IMO if you want the best experience, you should make your own enclosures.  Considering the prices of some enclosures built specifically for tarantulas, you'd be saving a buttload of money, and you're the creator, so you can be sure of the quality..

Reactions: Like 1


----------



## pyro fiend (Jul 28, 2014)

Smokehound714 said:


> IMO if you want the best experience, you should make your own enclosures.  Considering the prices of some enclosures built specifically for tarantulas, you'd be saving a buttload of money, and you're the creator, so you can be sure of the quality..
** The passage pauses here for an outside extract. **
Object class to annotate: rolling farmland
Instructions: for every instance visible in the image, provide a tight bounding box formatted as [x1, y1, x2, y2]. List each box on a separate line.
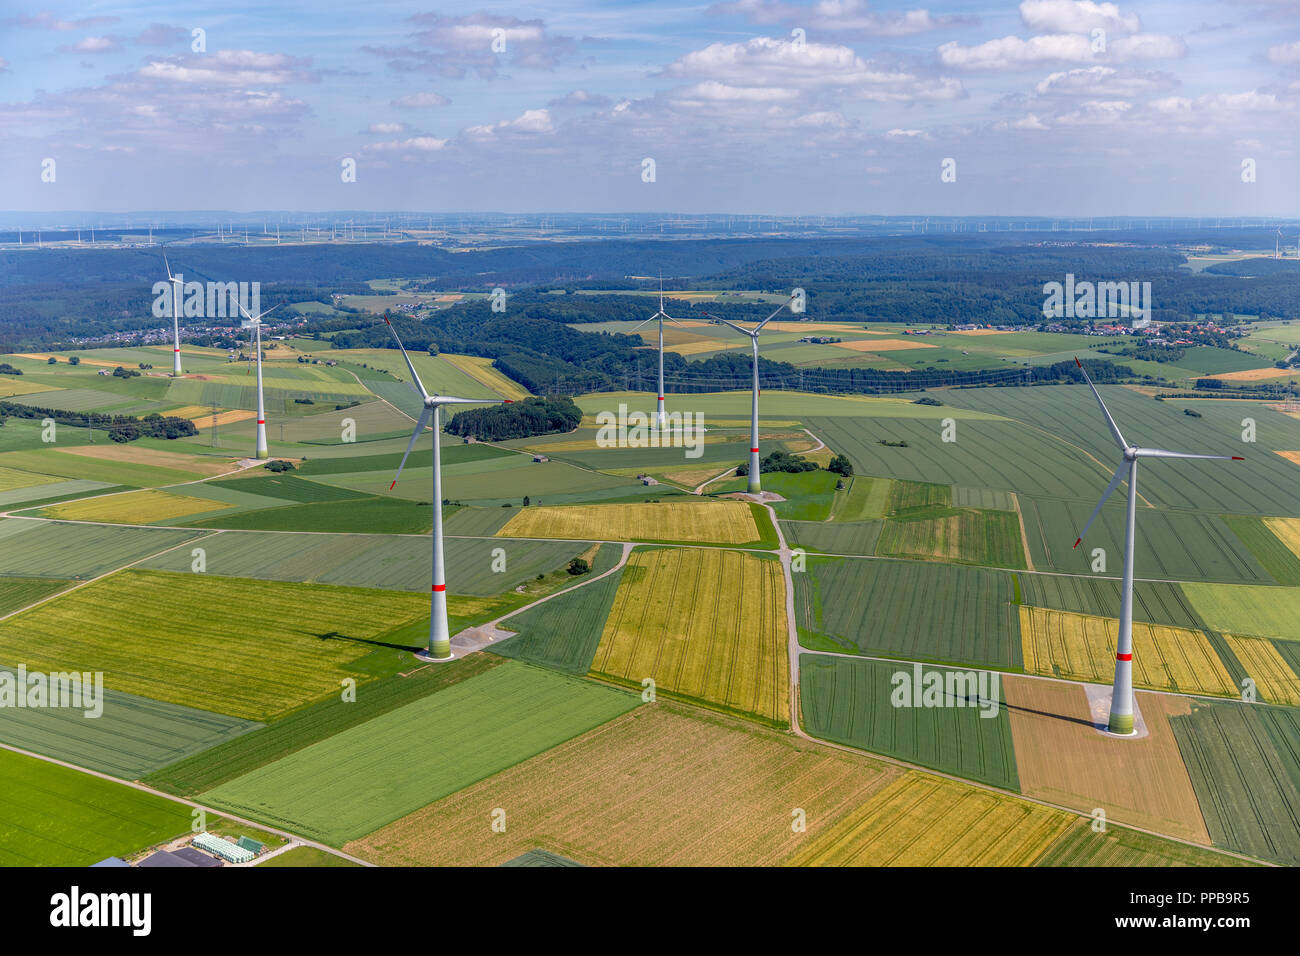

agreed. even if its just an acrylic enclosure not completely level, not evenly siliconed or the door hangs at an angle. you get a little experience in doing something and its alot cheaper.  you dont have to be a master carpenter to make an acrylic cube. and its a percentage of what youd pay on a enclosure [unless your using sterilite you get for free lol]

Reactions: Like 1


----------



## viper69 (Jul 28, 2014)

lacrosse5001 said:


> One type of container I would highly recommend is the really useful box. If you check out Brian Stewart's youtube channel, you can see that he keeps a significant number of his T's in these.
> His channel:
> https://www.youtube.com/user/projecht65
> Link to the website:
> ...



I have these Really Useful Boxes. For the money and locking lid, they are the best, come in a variety of sizes.

Reactions: Like 1


----------



## lacrosse5001 (Jul 28, 2014)

I just wish they made ones with clear sides like acrylic so it would be easier to watch the T's

Reactions: Like 1


----------



## Tomoran (Jul 28, 2014)

I just purchased three acrylic enclosures from this place, and I was quite pleased with them. Not sure if they would work for your purposes. I specifically ordered from here because they had the larger sizes. When I spoke to the owner, he did say they do custom work as well. 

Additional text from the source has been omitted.